けたたましいブレーキ音と共に黒い車がAちゃんにぶつかってきました。

 一瞬が何時間のように感じたそうです。遅れて、

「いやぁぁ!A!!!!」

Aちゃんのお母さんの叫び声が聞こえて我に返り、Aちゃんのもとに走っていきます。周りにいた大人は、

「何やっているんだ!信号赤だぞ!!」

「大丈夫か?!」

と叫んでいます。

 彼女の目に入ったのは、両足を失い声にならない声で助けを求めているAちゃんでした。

彼女は、とてつもない吐き気を催してしまったそうです。しかし、この現場で何よりも異質だったのはAちゃんのお母さんが笑っていることです。叫んでからしばらくして笑い出したのです。

「あはははははは。」

あの時のお母さんの顔は今も夢に出てくるそうです。口元は笑い、目は焦点が合わず笑っていないのです。

「早く救急車を呼べ!」

隣にいた男性がそう叫ぶとお母さんは、

「なんで?やめて!このまま生きてどうなるの?死んでほしいの!こうなったら娘なんていらないから!」

そう言って近くにあった大きめの石で、うめいているAちゃんの頭を何度も叩きだしました。

「やめろ!お前母親だろ!」

「母親だから何!こんなのもうめんどくさいだけ!」

たくさんの大人にお母さんは取り押さえられました。

 呆然としていると救急車が到着して、Aちゃんは病院に運ばれて行きました。
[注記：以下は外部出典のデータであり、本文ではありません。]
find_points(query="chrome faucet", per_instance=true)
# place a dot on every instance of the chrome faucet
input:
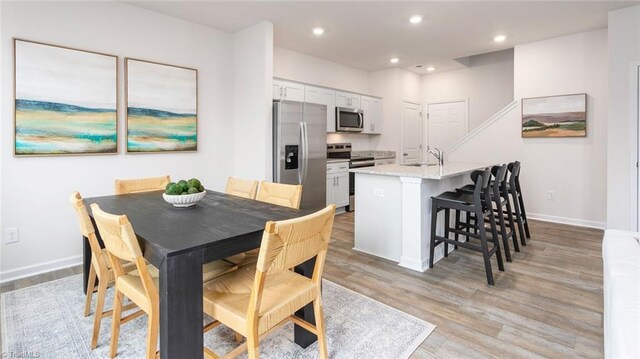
(437, 154)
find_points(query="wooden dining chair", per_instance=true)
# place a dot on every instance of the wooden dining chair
(255, 301)
(137, 185)
(242, 188)
(280, 194)
(141, 288)
(134, 277)
(99, 269)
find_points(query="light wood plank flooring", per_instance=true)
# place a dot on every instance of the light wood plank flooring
(548, 302)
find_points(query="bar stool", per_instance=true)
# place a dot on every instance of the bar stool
(500, 197)
(518, 203)
(480, 205)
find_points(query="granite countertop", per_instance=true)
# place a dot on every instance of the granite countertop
(337, 160)
(434, 172)
(378, 155)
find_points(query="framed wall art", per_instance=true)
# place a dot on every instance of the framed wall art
(65, 100)
(555, 116)
(162, 107)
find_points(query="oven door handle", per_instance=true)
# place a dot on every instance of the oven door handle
(360, 164)
(304, 141)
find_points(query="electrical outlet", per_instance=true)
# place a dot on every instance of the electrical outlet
(11, 235)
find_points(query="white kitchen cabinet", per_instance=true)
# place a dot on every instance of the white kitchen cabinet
(326, 97)
(285, 90)
(372, 111)
(338, 184)
(385, 161)
(348, 99)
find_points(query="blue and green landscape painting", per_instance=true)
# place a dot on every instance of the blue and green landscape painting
(152, 130)
(57, 128)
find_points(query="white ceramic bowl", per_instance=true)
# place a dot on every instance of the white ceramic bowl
(186, 200)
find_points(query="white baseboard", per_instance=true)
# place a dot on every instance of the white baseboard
(39, 268)
(565, 220)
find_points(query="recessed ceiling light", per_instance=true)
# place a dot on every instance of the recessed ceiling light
(415, 19)
(499, 38)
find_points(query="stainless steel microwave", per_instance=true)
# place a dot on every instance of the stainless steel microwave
(349, 120)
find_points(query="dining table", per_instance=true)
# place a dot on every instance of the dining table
(178, 241)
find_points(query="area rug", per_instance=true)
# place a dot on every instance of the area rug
(45, 321)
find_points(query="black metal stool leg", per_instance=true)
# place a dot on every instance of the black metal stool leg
(496, 241)
(516, 207)
(512, 225)
(447, 220)
(503, 230)
(485, 252)
(457, 236)
(524, 213)
(434, 222)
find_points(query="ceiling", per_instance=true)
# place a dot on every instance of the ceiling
(366, 34)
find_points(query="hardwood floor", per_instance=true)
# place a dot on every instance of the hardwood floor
(548, 302)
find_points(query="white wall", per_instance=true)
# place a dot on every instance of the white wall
(252, 98)
(624, 48)
(292, 65)
(487, 83)
(35, 191)
(395, 86)
(574, 168)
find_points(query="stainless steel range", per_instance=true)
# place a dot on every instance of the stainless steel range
(343, 151)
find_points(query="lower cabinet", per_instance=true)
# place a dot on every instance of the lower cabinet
(338, 184)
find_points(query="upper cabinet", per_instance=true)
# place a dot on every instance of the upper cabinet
(370, 106)
(372, 109)
(323, 96)
(347, 99)
(290, 91)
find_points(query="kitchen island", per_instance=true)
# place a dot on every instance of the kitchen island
(393, 209)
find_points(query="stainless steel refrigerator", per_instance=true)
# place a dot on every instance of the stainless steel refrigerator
(300, 149)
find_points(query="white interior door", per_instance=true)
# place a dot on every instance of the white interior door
(411, 133)
(637, 115)
(447, 123)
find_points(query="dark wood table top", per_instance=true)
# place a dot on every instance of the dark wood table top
(215, 222)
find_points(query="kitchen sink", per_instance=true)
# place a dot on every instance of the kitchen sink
(420, 164)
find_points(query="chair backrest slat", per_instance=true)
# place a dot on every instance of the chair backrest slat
(286, 244)
(280, 194)
(242, 188)
(117, 234)
(138, 185)
(500, 176)
(88, 230)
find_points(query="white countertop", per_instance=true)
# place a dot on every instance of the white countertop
(434, 172)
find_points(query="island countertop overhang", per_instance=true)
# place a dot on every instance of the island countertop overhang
(432, 172)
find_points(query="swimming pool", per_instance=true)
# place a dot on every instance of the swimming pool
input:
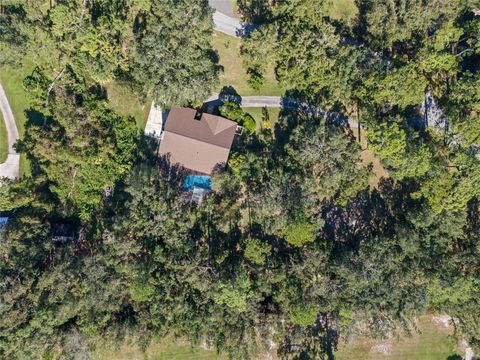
(199, 181)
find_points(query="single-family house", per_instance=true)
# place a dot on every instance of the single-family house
(197, 141)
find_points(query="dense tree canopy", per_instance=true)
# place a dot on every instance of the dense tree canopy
(174, 62)
(299, 245)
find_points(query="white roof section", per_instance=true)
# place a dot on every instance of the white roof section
(154, 125)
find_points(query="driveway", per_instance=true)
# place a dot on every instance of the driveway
(11, 167)
(280, 102)
(226, 24)
(223, 6)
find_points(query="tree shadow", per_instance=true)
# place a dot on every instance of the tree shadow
(255, 11)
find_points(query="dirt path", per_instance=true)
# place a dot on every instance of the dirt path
(11, 167)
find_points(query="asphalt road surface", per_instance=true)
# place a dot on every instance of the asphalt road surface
(10, 168)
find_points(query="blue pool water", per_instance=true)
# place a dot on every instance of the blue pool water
(201, 181)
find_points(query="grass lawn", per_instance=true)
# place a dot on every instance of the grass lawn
(120, 96)
(125, 102)
(3, 141)
(12, 82)
(434, 342)
(234, 74)
(159, 350)
(368, 157)
(343, 10)
(257, 114)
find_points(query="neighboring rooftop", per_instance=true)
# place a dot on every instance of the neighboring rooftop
(197, 141)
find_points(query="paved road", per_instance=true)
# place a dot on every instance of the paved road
(227, 24)
(279, 102)
(223, 6)
(9, 168)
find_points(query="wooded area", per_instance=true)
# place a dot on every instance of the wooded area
(294, 247)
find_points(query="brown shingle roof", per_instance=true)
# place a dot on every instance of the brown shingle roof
(199, 145)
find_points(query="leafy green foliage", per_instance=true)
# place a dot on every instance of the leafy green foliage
(403, 157)
(256, 251)
(80, 145)
(292, 245)
(174, 63)
(300, 234)
(232, 111)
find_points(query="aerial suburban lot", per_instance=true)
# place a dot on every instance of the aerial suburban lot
(239, 179)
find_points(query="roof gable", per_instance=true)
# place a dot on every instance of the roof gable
(200, 144)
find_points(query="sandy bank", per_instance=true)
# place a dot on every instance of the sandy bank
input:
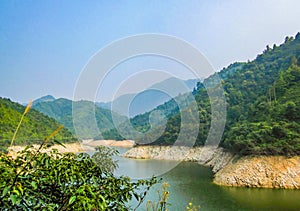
(261, 171)
(111, 143)
(69, 147)
(228, 169)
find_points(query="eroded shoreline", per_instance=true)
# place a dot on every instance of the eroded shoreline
(229, 169)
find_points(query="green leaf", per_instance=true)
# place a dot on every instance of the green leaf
(72, 199)
(33, 184)
(5, 191)
(13, 198)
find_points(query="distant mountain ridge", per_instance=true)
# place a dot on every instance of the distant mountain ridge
(61, 110)
(35, 127)
(150, 98)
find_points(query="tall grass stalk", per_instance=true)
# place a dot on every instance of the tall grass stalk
(22, 117)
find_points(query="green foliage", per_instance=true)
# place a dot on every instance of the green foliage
(263, 105)
(61, 111)
(35, 126)
(35, 180)
(104, 157)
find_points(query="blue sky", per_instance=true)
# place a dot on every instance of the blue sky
(45, 44)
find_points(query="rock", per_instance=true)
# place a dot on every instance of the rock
(262, 171)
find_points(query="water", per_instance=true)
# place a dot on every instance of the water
(192, 182)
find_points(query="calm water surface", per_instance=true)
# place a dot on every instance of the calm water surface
(192, 182)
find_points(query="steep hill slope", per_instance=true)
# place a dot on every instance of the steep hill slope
(61, 110)
(262, 104)
(35, 126)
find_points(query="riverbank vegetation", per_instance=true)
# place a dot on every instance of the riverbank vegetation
(35, 126)
(262, 99)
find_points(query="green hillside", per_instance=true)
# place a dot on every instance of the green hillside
(35, 126)
(61, 111)
(262, 99)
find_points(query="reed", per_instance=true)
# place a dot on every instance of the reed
(20, 122)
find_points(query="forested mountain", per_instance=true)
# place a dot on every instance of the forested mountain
(154, 96)
(35, 126)
(61, 111)
(262, 104)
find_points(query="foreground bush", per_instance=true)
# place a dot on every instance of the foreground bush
(35, 180)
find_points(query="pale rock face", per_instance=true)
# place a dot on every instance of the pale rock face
(229, 169)
(262, 171)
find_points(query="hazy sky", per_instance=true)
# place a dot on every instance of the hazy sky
(45, 44)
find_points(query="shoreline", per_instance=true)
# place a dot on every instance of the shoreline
(228, 169)
(76, 147)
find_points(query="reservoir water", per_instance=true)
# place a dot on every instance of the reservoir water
(190, 182)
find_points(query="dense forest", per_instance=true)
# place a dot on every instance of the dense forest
(263, 105)
(61, 110)
(35, 126)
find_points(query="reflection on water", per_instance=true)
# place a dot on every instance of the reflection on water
(192, 182)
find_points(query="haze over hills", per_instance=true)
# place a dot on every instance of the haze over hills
(61, 110)
(35, 127)
(263, 102)
(159, 93)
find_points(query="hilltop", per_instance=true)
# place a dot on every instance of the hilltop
(34, 129)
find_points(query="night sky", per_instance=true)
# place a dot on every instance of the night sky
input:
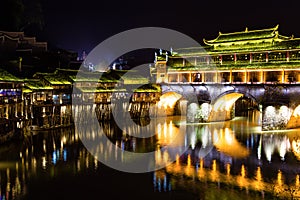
(81, 25)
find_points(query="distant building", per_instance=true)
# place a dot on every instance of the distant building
(11, 42)
(249, 56)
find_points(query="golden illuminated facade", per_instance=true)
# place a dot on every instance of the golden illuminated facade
(246, 57)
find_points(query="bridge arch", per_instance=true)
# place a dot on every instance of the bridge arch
(222, 106)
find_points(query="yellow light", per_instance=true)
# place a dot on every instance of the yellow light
(168, 100)
(243, 171)
(177, 159)
(279, 178)
(258, 174)
(214, 165)
(228, 169)
(297, 111)
(189, 160)
(297, 181)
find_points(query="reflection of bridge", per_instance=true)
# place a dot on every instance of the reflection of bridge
(261, 66)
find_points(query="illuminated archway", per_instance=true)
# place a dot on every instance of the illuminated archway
(222, 106)
(167, 103)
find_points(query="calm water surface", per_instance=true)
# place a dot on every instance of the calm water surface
(231, 160)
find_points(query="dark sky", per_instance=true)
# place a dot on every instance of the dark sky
(81, 25)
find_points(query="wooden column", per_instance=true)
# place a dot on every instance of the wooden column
(202, 77)
(282, 76)
(261, 76)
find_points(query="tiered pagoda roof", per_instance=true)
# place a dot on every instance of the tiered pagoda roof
(243, 41)
(245, 36)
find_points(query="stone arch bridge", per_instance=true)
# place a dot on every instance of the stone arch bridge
(278, 103)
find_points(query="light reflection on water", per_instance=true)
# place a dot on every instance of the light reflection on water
(234, 154)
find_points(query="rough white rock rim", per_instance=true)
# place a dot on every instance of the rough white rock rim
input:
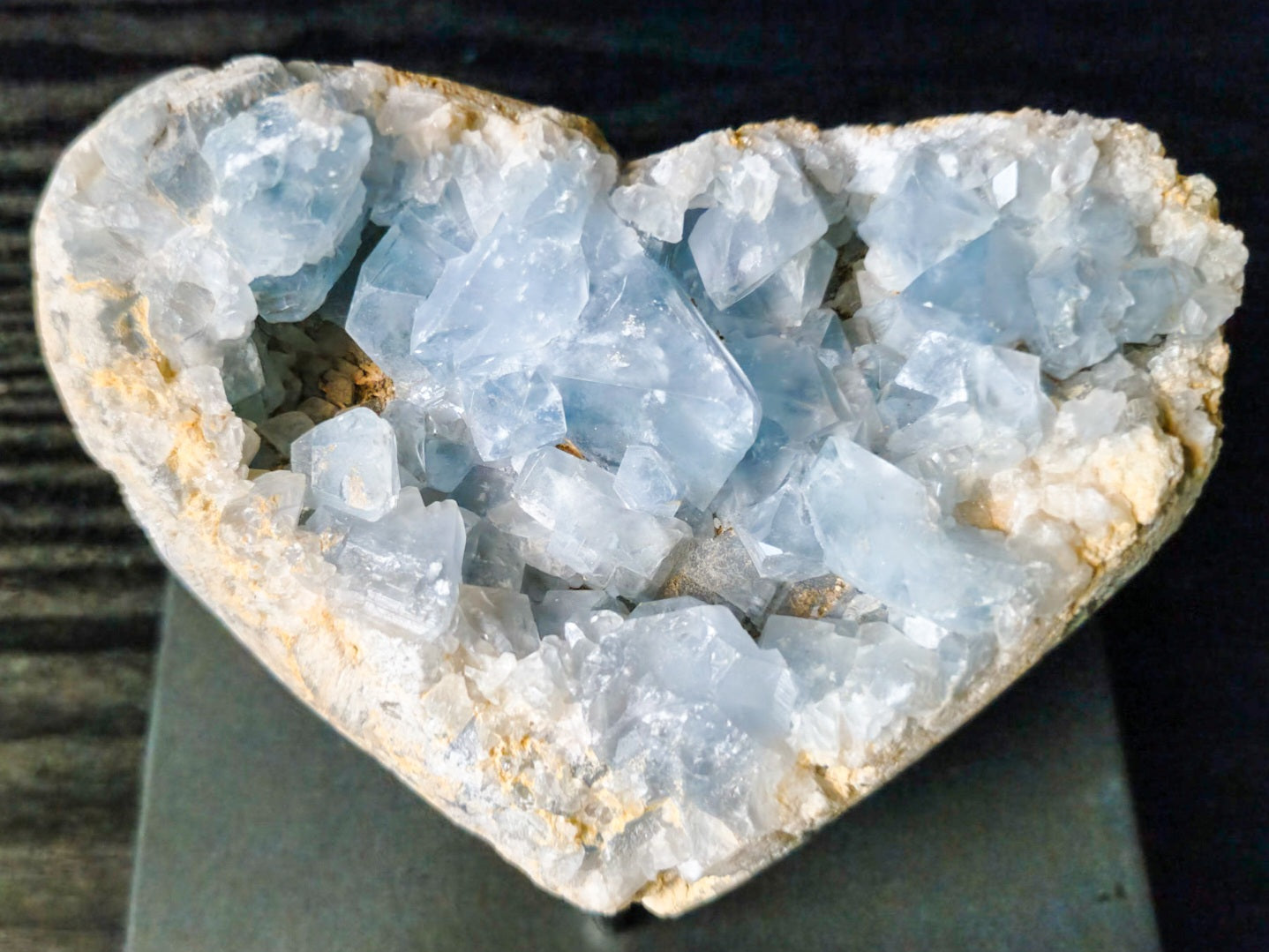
(272, 596)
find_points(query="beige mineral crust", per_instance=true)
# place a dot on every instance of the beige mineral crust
(465, 726)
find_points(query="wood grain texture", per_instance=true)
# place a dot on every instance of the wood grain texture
(650, 77)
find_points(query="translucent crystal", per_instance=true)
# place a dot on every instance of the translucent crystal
(736, 249)
(603, 433)
(289, 165)
(408, 565)
(350, 462)
(587, 526)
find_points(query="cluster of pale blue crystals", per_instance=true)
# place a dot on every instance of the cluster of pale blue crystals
(614, 402)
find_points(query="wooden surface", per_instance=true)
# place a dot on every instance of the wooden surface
(79, 593)
(80, 589)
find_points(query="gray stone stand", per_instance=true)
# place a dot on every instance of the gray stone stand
(263, 830)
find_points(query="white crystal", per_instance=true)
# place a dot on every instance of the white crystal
(776, 371)
(350, 462)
その日の夜に彼女は母から聞いたそうですがAちゃんは事故が原因で亡くなったそうです。

 今でもあの時の、芋虫のように動くAちゃんと、Aちゃんのお母さんの顔、そして殴られている時のAちゃんの顔は忘れることが出来ないそうです。

 

 彼女は、2か月後に母親になるそうです。貴方はどうですかね?欠損した大切な人をどう見ますか?
そして何よりも私はこれを聞いて恐ろしくなりました。彼女は、なぜこのタイミングでこの話をしてくれたのでしょうか?